OBJECTIVE: CD70-expressing CD4 T cells are enriched in RA and promote autoimmunity via co-stimulatory CD70-CD27 interaction. This study aimed to explore the phenotype and cytokine production of CD70(+) CD4 T cells in RA.
METHODS: Peripheral blood mononuclear cells from 32 RA patients were isolated and frequencies of CD70(+) cells within different CD4 T subsets were analysed using flow cytometry. IFN-γ and IL-17 production were compared between the CD70(+) and CD70(-) cells. Expression of master transcription factors T-bet, GATA3 and retinoic acid-related orphan receptor gamma t (RORγt) were examined by real-time PCR. Results are presented as mean (s.e.m.).

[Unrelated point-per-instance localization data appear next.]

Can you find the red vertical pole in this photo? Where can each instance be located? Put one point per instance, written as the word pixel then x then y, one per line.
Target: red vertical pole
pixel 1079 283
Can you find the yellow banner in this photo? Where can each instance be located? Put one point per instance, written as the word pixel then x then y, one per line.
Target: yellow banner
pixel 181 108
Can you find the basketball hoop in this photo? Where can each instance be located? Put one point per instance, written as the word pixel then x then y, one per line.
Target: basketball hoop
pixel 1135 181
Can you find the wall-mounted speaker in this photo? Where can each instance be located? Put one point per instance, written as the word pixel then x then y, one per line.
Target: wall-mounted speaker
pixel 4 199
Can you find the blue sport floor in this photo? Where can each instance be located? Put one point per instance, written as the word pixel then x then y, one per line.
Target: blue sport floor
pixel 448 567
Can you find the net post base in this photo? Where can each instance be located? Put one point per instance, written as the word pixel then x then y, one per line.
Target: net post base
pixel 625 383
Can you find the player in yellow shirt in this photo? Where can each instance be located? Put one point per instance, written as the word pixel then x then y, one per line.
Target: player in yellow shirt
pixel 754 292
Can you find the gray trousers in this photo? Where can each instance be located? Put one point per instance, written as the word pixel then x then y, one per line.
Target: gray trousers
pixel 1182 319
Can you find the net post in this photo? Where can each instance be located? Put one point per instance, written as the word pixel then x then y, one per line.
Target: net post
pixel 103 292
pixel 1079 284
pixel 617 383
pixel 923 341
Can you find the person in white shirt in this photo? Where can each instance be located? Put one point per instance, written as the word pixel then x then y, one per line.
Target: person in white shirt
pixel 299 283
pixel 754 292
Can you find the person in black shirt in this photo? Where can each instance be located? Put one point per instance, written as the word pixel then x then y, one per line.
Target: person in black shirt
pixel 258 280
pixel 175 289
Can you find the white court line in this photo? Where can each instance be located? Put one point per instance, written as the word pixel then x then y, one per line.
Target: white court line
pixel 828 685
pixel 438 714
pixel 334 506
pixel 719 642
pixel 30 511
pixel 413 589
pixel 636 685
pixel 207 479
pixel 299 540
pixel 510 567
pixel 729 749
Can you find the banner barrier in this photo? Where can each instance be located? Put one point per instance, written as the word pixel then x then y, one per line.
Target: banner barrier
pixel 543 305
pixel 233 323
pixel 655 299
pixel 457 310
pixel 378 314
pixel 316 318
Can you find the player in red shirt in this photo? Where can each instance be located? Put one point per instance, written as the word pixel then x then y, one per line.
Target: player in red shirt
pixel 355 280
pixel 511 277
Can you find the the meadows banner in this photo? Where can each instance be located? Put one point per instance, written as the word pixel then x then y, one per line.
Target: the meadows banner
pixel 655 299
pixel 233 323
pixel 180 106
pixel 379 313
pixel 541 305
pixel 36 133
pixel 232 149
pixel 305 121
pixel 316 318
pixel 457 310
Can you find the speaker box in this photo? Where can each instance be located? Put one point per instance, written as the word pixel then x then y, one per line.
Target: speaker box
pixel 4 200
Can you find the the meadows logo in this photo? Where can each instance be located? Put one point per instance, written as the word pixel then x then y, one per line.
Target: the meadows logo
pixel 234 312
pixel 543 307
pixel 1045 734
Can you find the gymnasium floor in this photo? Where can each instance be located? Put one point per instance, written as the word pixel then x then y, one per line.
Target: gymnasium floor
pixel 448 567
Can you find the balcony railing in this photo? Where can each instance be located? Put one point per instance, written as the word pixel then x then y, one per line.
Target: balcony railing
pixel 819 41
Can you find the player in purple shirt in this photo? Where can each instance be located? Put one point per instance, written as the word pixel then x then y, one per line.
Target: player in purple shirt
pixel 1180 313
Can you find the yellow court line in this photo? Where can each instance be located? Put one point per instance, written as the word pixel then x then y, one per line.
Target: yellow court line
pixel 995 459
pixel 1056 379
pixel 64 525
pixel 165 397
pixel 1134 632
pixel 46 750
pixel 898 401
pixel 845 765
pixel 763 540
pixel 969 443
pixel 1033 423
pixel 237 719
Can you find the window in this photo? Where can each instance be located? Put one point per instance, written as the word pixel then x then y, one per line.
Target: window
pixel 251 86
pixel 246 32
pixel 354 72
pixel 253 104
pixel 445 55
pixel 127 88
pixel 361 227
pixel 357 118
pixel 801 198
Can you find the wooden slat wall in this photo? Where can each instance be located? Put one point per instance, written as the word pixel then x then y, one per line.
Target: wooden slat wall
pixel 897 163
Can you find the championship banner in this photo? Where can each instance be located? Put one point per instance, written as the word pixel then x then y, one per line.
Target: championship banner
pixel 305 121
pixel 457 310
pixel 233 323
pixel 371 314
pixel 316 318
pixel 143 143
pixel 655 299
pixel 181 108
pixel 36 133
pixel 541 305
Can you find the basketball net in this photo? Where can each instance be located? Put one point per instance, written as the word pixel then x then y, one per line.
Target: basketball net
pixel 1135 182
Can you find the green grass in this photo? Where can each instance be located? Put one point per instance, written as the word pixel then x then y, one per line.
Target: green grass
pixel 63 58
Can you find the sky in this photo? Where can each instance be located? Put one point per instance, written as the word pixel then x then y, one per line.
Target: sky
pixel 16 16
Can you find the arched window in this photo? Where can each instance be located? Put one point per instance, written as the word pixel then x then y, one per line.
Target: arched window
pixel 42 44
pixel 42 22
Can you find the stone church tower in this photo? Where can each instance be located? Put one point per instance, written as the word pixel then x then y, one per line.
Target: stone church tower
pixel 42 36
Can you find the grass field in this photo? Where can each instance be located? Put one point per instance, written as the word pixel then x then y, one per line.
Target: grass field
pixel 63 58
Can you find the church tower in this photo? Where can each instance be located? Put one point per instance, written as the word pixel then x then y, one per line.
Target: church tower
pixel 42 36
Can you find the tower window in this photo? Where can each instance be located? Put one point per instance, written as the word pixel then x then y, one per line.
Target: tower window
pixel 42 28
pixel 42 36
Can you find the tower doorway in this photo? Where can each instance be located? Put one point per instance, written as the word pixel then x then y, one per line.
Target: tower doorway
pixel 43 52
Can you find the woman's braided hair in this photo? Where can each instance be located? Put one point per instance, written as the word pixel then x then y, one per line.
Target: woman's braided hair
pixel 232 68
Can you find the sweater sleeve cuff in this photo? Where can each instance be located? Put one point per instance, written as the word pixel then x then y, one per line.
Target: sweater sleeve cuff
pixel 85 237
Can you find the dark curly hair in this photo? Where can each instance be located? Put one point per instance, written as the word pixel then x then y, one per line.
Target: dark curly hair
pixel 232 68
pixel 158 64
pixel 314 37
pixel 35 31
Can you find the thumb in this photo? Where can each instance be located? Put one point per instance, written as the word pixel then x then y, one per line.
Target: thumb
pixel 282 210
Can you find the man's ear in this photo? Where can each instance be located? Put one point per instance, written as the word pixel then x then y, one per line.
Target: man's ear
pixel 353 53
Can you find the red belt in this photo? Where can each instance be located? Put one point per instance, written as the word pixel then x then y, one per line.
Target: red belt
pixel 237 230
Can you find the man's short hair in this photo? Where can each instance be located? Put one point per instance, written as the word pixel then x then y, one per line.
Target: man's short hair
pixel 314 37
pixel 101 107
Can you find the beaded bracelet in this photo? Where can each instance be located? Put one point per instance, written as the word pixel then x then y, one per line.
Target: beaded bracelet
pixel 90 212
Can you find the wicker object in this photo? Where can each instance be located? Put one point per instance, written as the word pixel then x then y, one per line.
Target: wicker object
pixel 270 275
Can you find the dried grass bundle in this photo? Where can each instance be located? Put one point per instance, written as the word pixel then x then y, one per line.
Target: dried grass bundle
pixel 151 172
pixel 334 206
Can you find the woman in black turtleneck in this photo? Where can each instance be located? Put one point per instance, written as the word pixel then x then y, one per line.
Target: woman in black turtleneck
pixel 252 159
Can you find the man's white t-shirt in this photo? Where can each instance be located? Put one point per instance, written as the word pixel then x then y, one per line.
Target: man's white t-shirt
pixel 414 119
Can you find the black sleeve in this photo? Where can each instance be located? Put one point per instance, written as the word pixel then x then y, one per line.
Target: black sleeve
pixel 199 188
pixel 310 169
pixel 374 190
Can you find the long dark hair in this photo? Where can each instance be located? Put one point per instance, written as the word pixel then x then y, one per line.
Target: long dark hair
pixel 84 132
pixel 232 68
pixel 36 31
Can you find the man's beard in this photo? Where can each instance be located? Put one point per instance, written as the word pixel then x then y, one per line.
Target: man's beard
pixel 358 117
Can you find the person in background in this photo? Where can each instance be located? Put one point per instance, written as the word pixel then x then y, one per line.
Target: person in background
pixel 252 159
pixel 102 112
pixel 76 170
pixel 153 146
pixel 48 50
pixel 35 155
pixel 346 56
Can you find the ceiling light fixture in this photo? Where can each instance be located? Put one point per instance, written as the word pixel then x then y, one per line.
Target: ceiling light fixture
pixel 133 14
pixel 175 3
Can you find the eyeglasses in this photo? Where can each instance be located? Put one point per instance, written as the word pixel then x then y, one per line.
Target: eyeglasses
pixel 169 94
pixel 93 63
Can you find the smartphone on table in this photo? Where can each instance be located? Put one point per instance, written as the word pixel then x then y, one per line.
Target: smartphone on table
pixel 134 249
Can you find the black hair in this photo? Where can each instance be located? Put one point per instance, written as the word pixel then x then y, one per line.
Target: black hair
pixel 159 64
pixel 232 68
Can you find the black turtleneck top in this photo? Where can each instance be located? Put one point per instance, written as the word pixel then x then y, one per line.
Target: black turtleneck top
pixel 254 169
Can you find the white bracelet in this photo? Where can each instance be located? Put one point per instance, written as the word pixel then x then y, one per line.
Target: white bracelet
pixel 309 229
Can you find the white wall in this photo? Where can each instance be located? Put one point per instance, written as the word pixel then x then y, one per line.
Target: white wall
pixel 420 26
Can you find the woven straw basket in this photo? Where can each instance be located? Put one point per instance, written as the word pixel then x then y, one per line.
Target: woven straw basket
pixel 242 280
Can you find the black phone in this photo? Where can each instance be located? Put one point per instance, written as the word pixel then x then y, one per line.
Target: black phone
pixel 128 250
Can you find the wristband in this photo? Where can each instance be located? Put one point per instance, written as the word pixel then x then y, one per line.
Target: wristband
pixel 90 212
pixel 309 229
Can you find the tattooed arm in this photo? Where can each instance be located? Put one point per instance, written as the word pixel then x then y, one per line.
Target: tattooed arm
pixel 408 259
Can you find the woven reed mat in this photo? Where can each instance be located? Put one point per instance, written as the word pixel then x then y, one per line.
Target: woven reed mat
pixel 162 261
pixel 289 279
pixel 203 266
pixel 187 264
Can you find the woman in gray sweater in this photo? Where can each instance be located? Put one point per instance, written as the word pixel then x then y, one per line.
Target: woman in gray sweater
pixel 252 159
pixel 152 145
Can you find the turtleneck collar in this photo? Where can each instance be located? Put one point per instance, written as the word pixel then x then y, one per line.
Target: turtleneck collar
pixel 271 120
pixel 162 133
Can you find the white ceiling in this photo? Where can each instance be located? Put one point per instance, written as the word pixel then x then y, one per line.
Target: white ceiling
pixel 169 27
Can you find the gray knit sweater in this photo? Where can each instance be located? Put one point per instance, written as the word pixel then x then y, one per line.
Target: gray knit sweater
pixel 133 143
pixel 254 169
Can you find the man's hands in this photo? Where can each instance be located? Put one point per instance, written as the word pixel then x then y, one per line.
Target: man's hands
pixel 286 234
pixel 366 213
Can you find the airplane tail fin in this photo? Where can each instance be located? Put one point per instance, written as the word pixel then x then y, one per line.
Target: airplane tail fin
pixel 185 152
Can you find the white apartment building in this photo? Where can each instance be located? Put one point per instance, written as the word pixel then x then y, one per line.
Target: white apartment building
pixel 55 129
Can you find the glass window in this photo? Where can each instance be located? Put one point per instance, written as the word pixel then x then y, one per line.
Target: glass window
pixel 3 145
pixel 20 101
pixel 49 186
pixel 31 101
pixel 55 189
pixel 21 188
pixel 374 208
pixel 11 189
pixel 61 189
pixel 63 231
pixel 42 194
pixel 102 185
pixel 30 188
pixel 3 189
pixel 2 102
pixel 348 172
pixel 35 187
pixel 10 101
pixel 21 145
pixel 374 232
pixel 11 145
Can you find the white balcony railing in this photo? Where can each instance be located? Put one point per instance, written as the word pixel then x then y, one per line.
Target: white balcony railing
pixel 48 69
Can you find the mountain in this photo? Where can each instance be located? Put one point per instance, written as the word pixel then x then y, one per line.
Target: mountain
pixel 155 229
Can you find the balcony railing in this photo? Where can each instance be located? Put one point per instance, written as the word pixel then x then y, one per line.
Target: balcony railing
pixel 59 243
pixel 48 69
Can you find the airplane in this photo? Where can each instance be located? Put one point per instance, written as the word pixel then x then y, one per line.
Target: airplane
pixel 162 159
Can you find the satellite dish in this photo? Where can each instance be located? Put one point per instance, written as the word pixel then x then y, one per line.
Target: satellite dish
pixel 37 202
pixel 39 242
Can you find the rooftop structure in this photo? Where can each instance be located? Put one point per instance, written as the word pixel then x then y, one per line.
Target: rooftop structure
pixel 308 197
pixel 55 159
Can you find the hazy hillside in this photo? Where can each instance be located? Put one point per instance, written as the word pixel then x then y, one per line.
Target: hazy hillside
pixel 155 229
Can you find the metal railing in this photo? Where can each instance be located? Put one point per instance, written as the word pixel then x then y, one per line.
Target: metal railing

RESULTS: CD4 T cells of healthy controls rarely expressed CD70 as compared with CD4 T cells of RA patients [mean 0.9% (s.e.m. 0.3%) vs 7.6 (0.6), P < 0.001]. In RA, CD70(+) cells were present within all CD4 T cell subsets, i.e. CD45RA(+)CCR7(+) naive, CD45RA(-)CCR7(+) central memory, CD45RA(-)CCR7(-) effector memory and CD45RA(+)CCR7(-) terminally differentiated effector memory T cells with a mean frequency of 3.9% (s.e.m. 1.1%), 4.0 (0.5), 4.2 (0.7) and 9.4 (4.3), respectively. As compared to CD70(-) CD4 T cells, CD70(+) CD4 T cells produced significantly more IFN-γ and IL-17 after short activation. CD70(+) CD4 T cells preferentially expressed transcription factor RORγt.
CONCLUSION: CD70(+) CD4 T cells are enriched in RA and may directly contribute to RA pathogenesis by producing IFN-γ and IL-17. Targeting CD70(+) CD4 T cells might offer new therapeutic opportunities in RA.